2+2=4. Is the picture of a stop sign.  Are the letters in This scramble grstl.  These can all be assigned yes or no values.  True or false.  And they are very simple examples.  But as we move away from simple examples and in to more complex questions, the binary coding becomes more challenging.

Writing code to evaluate human defined terms is where I want to focus.  The past few years has seen a rise in social media platforms restricting posts in one way or another.

Sometimes this is done by removing the posts entirely. Sometimes it is done by flagging the post, putting some sort of warning, or label, or explanation on it.  Sometimes it is done by adjusting the post’s visibility.

Most of these restrictions are performed at least initially by a computer.  A computer operating in binary.  The post is true or false. It contains misinformation or it doesn’t. It contains banned content or it doesn’t.

This is not a blog post about censorship, those platforms policies, or one specific position over another. It is about the process. The mechanisms behind evaluating posted content.

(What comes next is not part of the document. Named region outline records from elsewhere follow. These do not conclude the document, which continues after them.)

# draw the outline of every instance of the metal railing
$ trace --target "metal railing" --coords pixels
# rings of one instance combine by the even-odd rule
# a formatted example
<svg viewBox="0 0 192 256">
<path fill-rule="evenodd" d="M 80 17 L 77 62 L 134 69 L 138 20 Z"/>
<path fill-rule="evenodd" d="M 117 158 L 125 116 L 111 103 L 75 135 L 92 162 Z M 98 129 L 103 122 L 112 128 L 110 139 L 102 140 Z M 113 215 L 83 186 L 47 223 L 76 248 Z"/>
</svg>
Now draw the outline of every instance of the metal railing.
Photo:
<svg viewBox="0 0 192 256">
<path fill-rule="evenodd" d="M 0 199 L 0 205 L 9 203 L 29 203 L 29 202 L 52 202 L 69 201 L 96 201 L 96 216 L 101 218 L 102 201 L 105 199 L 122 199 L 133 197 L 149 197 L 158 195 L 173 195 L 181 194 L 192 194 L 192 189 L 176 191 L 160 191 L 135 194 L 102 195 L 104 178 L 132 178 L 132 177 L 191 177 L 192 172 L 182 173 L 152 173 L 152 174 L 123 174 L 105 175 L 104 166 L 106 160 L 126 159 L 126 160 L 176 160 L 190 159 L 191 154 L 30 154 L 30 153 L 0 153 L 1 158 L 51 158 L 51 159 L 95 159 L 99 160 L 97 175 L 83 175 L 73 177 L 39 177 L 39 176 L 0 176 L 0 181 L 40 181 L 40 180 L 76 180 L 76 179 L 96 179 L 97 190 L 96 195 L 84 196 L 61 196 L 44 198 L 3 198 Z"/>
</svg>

If these posts are being flagged initially by an algorithm. That algorithm has to be programmed to observe certain characteristics or definitions.

As we saw from the onset, computers are faster and less error prone than humans at binary logic. When it comes to subjective rationalization, not so much.

If misinformation, or objectionable content, or hate speech is clearly defined, and we all agree on the definitions, then a binary logic calculation is magically fast and efficient.

However, if we go all the way back to 1964, to the court case Jacobellis V. Ohio which ultimately ended up in the supreme court, we see the root of the problem.

A movie theater was being sued for showing a movie with a sex scene. As the court case moved it’s way up the legal system to higher and higher courts, each court was unable to successfully define obscenity and pornography.

The problem is summed up well by justice Stewart in the popular legal quote “I shall not today attempt further to define the kinds of material I understand to be embraced within that shorthand description; and perhaps I could never succeed in intelligibly doing so. But I know it when I see it, and the motion picture involved in this case is not that.”

If humans “perhaps can never succeed in intelligibly defining” such terms, how can we expect a computer code, written by humans to do so?

Yet this is to a large extent the situation we find ourself in. Whoever controls the definition, and writes the code, establishes the binary. What is tru and what is false.

I have said it before, and I will say it again, words are important. The way we collectively define them is important. Participating in conversations about those definitions is important and everyone has the right to a voice in that conversation.

Thanks for joining me, stay safe and stay sweaty my friends.